島崎:いろいろな採用人事担当者の方に話を聞くと、目標を達成できてない方も少なくありません。その状態で、経営者や上司に外部人材を活用しようと提案しても、「まずは正社員採用をがんばってほしい」と言われてしまうようで。採用人事担当者がフリーランスや副業社員を採用したいと思っていたとしても、自分が主語なら積極的に検討できるけど、“会社”が主語になったら躊躇してしまいます。

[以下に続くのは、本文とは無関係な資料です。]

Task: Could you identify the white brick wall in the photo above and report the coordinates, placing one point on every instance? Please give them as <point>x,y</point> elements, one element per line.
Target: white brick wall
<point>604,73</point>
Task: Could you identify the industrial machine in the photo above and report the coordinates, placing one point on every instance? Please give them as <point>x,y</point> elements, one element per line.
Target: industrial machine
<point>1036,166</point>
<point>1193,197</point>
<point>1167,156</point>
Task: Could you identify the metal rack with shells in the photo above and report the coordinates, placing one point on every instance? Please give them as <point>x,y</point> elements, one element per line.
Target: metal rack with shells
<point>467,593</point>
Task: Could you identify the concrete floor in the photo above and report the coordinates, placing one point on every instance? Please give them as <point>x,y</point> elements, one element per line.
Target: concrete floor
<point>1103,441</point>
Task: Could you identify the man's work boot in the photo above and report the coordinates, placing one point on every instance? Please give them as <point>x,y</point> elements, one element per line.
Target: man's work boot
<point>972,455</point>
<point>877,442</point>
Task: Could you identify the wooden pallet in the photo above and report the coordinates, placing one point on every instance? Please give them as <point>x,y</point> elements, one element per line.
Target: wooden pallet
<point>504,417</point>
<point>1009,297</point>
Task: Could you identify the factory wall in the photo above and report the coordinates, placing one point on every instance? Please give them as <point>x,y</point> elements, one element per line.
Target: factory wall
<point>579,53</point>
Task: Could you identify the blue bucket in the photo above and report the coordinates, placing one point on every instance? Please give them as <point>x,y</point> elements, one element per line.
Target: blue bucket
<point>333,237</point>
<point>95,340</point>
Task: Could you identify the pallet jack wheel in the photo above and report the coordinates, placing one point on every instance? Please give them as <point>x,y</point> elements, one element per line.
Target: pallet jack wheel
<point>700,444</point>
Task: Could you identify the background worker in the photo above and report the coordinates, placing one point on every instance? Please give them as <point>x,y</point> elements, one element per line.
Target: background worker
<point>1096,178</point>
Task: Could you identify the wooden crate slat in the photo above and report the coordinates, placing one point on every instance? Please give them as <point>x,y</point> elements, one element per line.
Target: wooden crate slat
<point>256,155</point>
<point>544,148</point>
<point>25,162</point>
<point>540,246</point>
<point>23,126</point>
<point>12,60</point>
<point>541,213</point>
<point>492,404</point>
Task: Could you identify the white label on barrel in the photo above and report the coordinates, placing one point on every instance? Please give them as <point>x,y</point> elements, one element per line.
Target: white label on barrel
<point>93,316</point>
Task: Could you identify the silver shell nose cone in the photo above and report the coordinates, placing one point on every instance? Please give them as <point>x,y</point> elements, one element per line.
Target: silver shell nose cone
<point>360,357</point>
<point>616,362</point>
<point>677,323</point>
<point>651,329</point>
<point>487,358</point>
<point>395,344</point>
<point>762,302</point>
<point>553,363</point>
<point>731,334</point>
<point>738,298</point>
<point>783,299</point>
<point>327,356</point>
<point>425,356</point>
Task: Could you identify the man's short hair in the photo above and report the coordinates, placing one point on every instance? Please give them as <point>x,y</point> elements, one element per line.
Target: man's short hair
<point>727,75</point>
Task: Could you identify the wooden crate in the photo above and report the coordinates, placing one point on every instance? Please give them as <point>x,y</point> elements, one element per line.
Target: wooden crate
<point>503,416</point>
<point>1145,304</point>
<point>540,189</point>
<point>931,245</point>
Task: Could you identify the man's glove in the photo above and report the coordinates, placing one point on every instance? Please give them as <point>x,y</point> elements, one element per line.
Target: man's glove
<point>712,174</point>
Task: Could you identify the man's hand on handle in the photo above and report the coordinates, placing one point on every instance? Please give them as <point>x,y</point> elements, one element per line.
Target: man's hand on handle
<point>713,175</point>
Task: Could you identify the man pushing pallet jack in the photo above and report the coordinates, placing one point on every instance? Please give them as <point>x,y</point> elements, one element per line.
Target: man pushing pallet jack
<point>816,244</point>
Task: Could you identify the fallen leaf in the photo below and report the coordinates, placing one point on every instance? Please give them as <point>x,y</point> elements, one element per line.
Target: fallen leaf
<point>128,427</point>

そこでプロパートナーズではそういった採用人事担当者に対して、彼らが活用しやすい職種、つまりは“採用・人事”のフリーランスをまず紹介しています。例えば、エンジニア採用で困っているなら、エンジニア採用のプロを活用することを提案しています。採用計画から戦略設計、媒体選定やスカウト文面作成までもプロが行います。それで採用ができたら、フリーランス自体への実績もできますので、他部署へ展開しやすくなるのです。

 

松村:新たな文化を根付かせるには、小さな成功体験をコツコツ重ねていくのがとても大事ですよね。

目の前のKPIより、将来を見据えた採用を

松村:最後のテーマなのですが、採用・人事担当者は今後どういったことを意識していくべきだと思いますか?

 

島崎:ふたつあります。ひとつは、企業と個人が長期的なビジョンを持つこと。やはり、年間のKPIを追ってしまいがちですが、5年後や10年後の採用市場と組織のあるべき姿を見定めて、必要な人材リソースを獲得していくことが必要だと思っています。 また組織だけでなく、自身が個人としてもどうあるべきかビジョンを持ち、また社内メンバーにもその必要性を啓発していくことが重要だと思います。

ふたつ目は、出会った人とリレーションをきちんと築くこと。たとえ今すぐの採用にいたらなかったとしても、いずれまた採用する機会が来るかもしれない。正社員としての採用だけでなく、副業として将来関わる可能性だってあります。そのためにも適切なリレーションを築くことが必要です。SNSでつながって、投稿に「いいね」するなど、ほんのささいなことでもいいんですよ。

間もなく、日程調整や書類審査などはAIに取って代わられる時代がきます。そうなった時に、採用人事担当者として、どういう価値を出せるのかを今から考えて区必要があると思います。そして、それはそのまま私たち人材エージェントにも言えることだと感じています。

 

松村:なるほど。ちなみにもう少しヒントが欲しいのですが、例えばどのような価値が採用人事担当者として求められてくると思いますか?

 

島崎:個人的には、採用人事担当者が最終面接するくらいの覚悟と責任を持たないといけないと思ってます。そのためには、誰よりも会社の事業課題・組織課題について理解する必要があります。

会社にとって本当に必要な人材だと判断したならば、契約形態に限らず、フリーランスだろうが副業社員だろうが、社長や事業部長に対して「この人を絶対とるべきです!」と強く説得できるくらいがいいと思っています。そういう採用人事担当者をひとりでも多くOne HRでも発掘して光を当てていきたいですね。

 

松村:それは是非、お願いします(笑)。島崎さん、本日はありがとうございました!!